As the CMO of a professional services firm, I and my firm faced many challenges during the "Great Recession of 2009." My firm, Mercer Capital, which provides business valuation and investment banking services, was not immune to the economic realities of the year. As I was debriefing the year, I tried to identify some lessons learned.
So, here a few of the lessons I learned from the year that was 2009:
- I am not as smart as I thought I was nor as dumb as I feared. When times are good, it's easy to believe you, or your staff, created the momentum that you are riding. When times are not so good and that momentum is gone and you're still doing the things you've always done, you realize that you're not as smart as you thought. If you have the good sense to realize that the macro-environment has changed and you adjust, you're not as dumb as you feared. That's what happened to me and our marketing/development efforts in too many ways to detail in this post. A little humility and a lot of hard work are required in good times or bad.
- The brand matters except when it doesn't. For those of you unfamiliar with the business valuation profession, Mercer Capital is one of the most respected firms in that space. The brand mattered throughout 2009 and continues to matter. What it doesn't do is seal the sale. In 2009, every engagement was harder to sell because of a myriad of reasons: the client didn't want to spend the money, the client didn't have the money to spend, prospects were delaying buying decisions, competitors' pricing didn't make sense, etc. If you believe your brand is bullet-proof, think again. You've got to prove everyday that your brand has value and do the hard work to nurture the a prospective engagement to a close.
- Don't lose your head while those around you are losing theirs.
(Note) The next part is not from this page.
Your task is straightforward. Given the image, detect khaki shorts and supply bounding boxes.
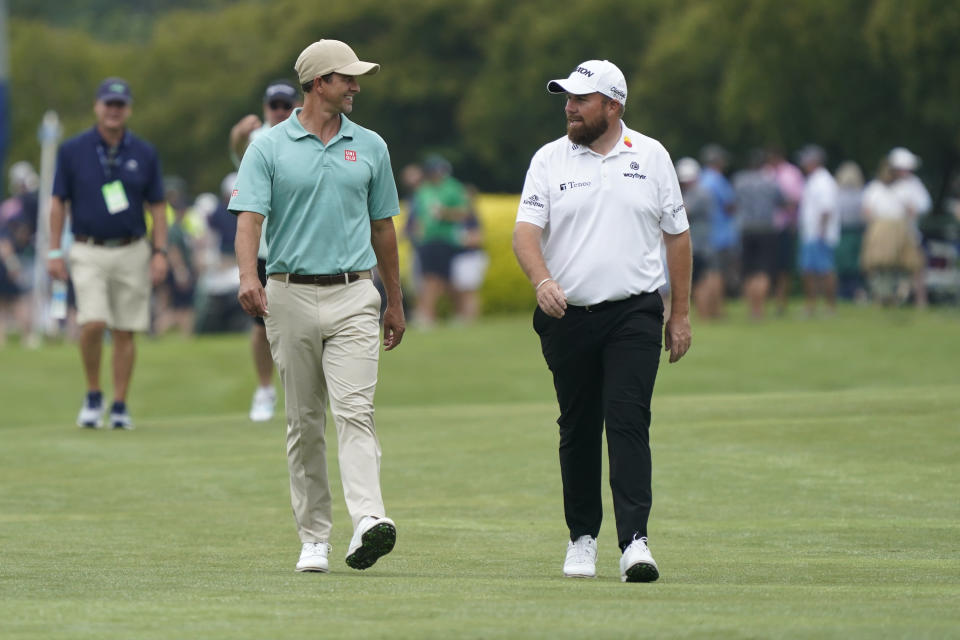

In 2009, we saw some pricing decisions from competitors that were astounding in their lack of foresight and/or possibly desperation. There were times when, it seemed to us, that people were giving away their services. While these firms made have had strategic (or cash flow) reasons for these pricing decisions, they confused the market. We, like many other firms, responded and continue to respond to pricing pressures but didn't lose our heads because we knew that 2010 was coming, and then 2011, and so on. We took the long view in order to be here to provide the same quality and superior service that we are known for.
- Relationships are key but hard times touch everyone. When the client who loves you and your work doesn't have the money, he doesn't have the money. When the referral source who has worked with you for years and believes you the best choice for a number of reasons has a client who is only interested in price and the market is full of extremely low-price competitors, the relationship with that referral source won't bring the sale. I venture to say that every professional felt the squeeze in 2009. That doesn't diminish the importance or power of relationships. They need to be continually nurtured through good times and bad.
- It's better to be the tortoise than the hare. Mercer Capital has been around for 26 years and plans to be around for 26 more. We weighed every seemingly short-term decision against the longer-term consequences. I learned that perseverance and a daily focus on the finish line wins the day.
Mercer Capital ended the year profitably. We had no lay offs. In fact, we hired during the year. The year turned out remarkably well given the economic turmoil. In addition, 2009 was a pivotal year strategically. Through hard work, strategic decisions, and a bit of luck, we enter 2010 on a strong footing - hopefully remembering the lessons of 2009.
I am interested in your comments. What did you learn from 2009?